Colorado State Pressures Cake Artist Jack Phillips Again
After cake artist Jack Phillips gained a Supreme Court victory earlier this year, succeeding in the fight for his right to bake cakes based on his religious beliefs—and to not celebrate a same-sex marriage message—he is now under fire again. Attorneys representing the baker and his cake shop filed a new federal lawsuit late Tuesday against Colorado officials newly pressuring him to bake a cake celebrating the gender transition of a person from male to female.
On June 26, 2017, the same day that the Supreme Court agreed to take up Masterpiece Cakeshop v.
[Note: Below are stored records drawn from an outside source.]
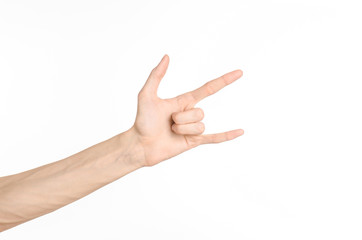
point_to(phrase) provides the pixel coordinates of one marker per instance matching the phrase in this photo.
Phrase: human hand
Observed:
(168, 127)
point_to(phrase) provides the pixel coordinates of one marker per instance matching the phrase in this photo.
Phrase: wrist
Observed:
(131, 149)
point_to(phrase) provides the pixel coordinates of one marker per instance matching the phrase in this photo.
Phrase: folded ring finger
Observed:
(189, 129)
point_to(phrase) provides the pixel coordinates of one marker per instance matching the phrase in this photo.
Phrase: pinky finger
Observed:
(221, 137)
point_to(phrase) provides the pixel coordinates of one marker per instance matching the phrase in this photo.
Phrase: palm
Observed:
(155, 117)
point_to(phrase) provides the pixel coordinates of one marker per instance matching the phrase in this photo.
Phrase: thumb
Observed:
(156, 75)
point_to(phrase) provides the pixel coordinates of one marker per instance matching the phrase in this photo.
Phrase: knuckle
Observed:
(175, 128)
(209, 88)
(201, 127)
(175, 117)
(200, 113)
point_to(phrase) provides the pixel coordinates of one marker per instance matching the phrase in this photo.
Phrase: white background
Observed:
(70, 72)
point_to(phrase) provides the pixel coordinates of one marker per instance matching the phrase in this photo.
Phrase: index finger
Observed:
(215, 85)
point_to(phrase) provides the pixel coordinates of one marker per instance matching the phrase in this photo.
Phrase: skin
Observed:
(163, 128)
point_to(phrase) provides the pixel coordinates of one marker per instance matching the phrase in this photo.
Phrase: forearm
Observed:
(27, 195)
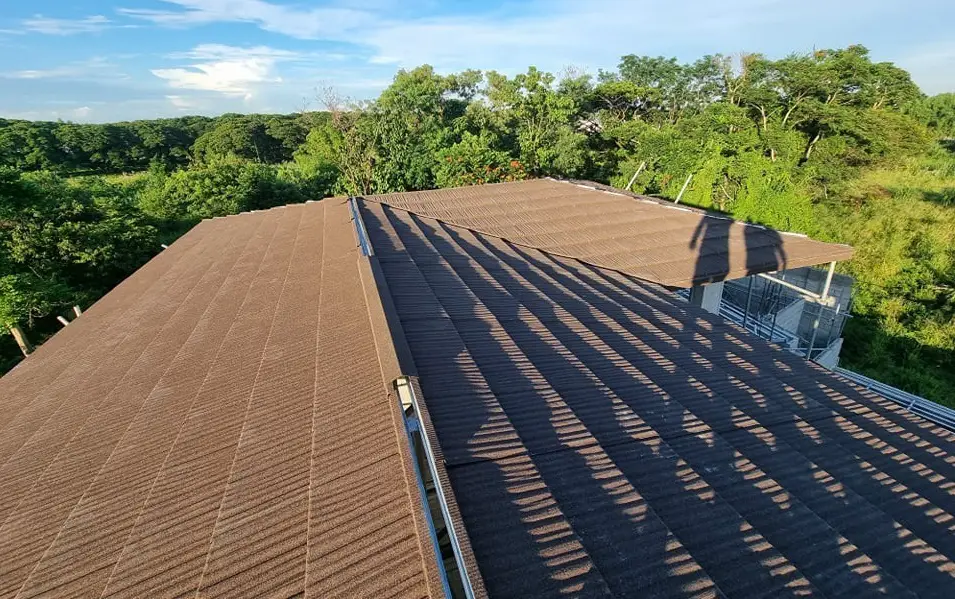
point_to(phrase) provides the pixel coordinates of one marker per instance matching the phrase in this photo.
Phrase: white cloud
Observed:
(932, 66)
(229, 70)
(49, 26)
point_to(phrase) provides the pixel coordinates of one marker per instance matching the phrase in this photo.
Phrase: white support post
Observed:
(707, 296)
(682, 191)
(825, 288)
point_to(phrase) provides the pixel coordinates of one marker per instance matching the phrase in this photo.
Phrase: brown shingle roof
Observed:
(604, 438)
(219, 423)
(223, 423)
(653, 240)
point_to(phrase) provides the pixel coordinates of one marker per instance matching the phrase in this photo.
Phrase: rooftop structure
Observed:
(348, 398)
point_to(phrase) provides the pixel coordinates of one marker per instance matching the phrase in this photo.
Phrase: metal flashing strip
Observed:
(410, 401)
(360, 230)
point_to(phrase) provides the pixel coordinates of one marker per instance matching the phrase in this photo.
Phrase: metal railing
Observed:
(925, 408)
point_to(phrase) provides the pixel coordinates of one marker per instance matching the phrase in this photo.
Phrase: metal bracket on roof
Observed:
(360, 230)
(819, 298)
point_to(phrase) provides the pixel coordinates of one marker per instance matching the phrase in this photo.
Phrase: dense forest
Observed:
(828, 143)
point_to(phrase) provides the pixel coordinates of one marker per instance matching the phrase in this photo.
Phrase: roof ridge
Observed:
(614, 260)
(674, 206)
(511, 241)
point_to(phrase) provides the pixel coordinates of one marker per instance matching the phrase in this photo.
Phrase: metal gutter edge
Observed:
(463, 553)
(360, 230)
(397, 363)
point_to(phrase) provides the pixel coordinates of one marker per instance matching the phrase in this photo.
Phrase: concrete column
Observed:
(707, 296)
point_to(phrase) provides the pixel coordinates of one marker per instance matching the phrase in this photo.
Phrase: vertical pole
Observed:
(815, 330)
(749, 299)
(685, 185)
(825, 288)
(25, 346)
(635, 175)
Colorado Civil Rights Commission, an attorney asked Phillips to create a cake designed pink on the inside and blue on the outside, which the attorney said was to celebrate a gender transition from male to female.
Phillips declined the request because the custom cake would have expressed messages about sex and gender identity that conflict with his religious beliefs. Less than a month after the Supreme Court ruled for Phillips in his first case, Colorado state surprised him by finding probable cause to believe that Colorado law requires him to create the requested gender-transition cake.
Alliance Defending Freedom attorneys representing Phillips maintain in a recent press statement that, "although the U.S. Supreme Court ruled in June that Colorado cannot treat cake artist Jack Phillips differently than others, state officials have continued to do just that in response to a more recent complaint filed against him."